Public schools cannot fix what’s wrong with American students because ultimately, they’re beholden to the driving force in this country, corporate consumerism. Unrealistically high expectations, fueled by a never-ending flood of overly optimistic ads and adult pandering has given us a predictable “product,” the fruits of our “affluenza.”


We get what we pay for, and in the case of education, we suffer because of it. Intrinsic motivation to read and learn cannot be bought; reluctant youngsters must be prodded and pushed, for when the “light” comes on in their heads—usually around 10th grade—that education is the key to future achievement and collegiate success, they must have enough of the basics to convert that knowledge into critical thinking—something not actively taught in public schools despite protestations to the contrary.

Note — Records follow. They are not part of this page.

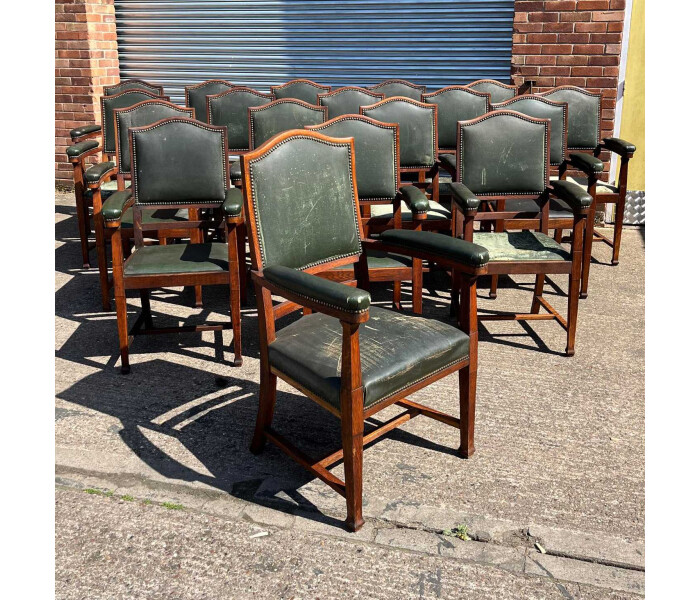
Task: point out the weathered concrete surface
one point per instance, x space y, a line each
560 441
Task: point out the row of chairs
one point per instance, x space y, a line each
305 198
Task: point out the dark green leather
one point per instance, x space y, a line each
113 207
231 110
619 146
109 104
197 96
179 162
304 204
438 245
347 101
233 205
454 105
146 114
300 90
396 351
534 106
76 150
282 116
84 130
177 258
324 291
504 154
463 196
376 162
586 162
572 194
98 171
416 130
393 88
584 116
498 93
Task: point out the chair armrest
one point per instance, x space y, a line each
233 204
415 199
587 163
114 207
578 199
86 131
97 174
322 295
619 146
463 197
436 246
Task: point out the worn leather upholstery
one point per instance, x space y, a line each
280 116
347 101
196 96
503 153
324 291
304 203
396 351
109 105
300 90
499 92
179 161
394 88
543 108
376 160
417 133
584 116
455 104
178 258
137 116
230 109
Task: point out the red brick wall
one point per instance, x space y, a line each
86 60
570 42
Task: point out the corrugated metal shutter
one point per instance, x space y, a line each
360 42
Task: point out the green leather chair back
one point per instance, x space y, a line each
417 129
133 84
542 108
139 115
503 153
304 202
584 114
196 95
499 92
282 115
109 104
392 88
347 100
300 89
179 161
376 154
455 103
230 108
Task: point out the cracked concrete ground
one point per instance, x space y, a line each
560 446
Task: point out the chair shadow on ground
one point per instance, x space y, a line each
209 414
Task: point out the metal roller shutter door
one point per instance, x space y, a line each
360 42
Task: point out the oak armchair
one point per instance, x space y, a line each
351 358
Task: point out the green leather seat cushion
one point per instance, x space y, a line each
178 258
436 212
396 351
520 245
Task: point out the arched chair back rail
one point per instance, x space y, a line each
300 89
304 218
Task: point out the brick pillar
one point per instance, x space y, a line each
86 60
571 42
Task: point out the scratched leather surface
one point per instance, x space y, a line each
503 154
396 350
304 204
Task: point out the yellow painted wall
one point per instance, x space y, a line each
632 124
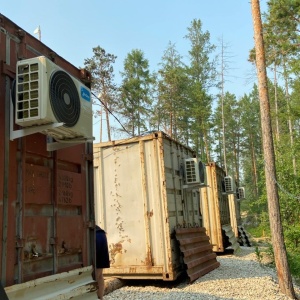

The service industry, for which most of our public school students are groomed, neither need nor desire most of their workers to be able to do much more than show up and follow instructions. Since the tenets of Marxism are only rarely a scholastic discussion, the ugly realities on which it is based must be experienced by the workers before they even discover the need to revolt. By then, the lack of unions and other organizational skills leaves them prey to unscrupulous employers whose knowledge of union-busting and unrest suppression is buttressed by the better-educated private school graduates. Class privilege then becomes the de facto marker of the ever-increasing wage and income gap; immigrant (or outsourced) labor becomes its tool.

Sunday, August 3, 2008

When I first heard about the tragic shooting of the Eli Escobar child in northwest Houston in 2003, my first reaction was sympathy for the parents of the child shot, even though the news reports indicated that the child was something less than an ideal citizen.


Later, when I heard the officer’s name, I was shocked: first that this mild-mannered former student of mine was even a policeman, for my impression of him was that he was not of particularly rigid stock, like most policemen I’ve known; second, that anyone could possibly accuse him of intentionally hurting anyone dismayed me even more. This was a gentle giant, a tall, genial student who got along with everyone and never had a malicious word for anyone. I would never advised him of that vocation, for I wouldn’t have adjudged him “harsh” enough, or physically stout in mind or body.

This assessment was confirmed in 2007 when I read about his case in The Houston Chronicle:

The rookie Houston Police Department officer who shot and killed a 14-year-old special education student in one of the decade’s most controversial shootings earned his badge and gun despite flunking a crucial test of firearms handling as well as initial police field training, according to documents recently made public as part of a civil rights lawsuit.

Officer Arthur J. Carbonneau also failed 16 of 30 subjects in his mandatory Texas peace officers’ test, including “use-of-force law,” “use-of-force concepts” and “arrest, search and seizure,” records show.

In field training, records show, he repeatedly got lost trying to find locations he was called to and became so rattled that trainers had to take over his calls. When the 23-year-old rookie was assigned to remedial training because of the problems, he mishandled the subduing of an agitated person — a mistake his instructor said could have cost lives.

Yet, Carbonneau still became a full-fledged officer in December 2002. Eleven months later, he killed Eli Escobar II, 14.


The system let us all down; this was certainly a tragedy that could have been avoided.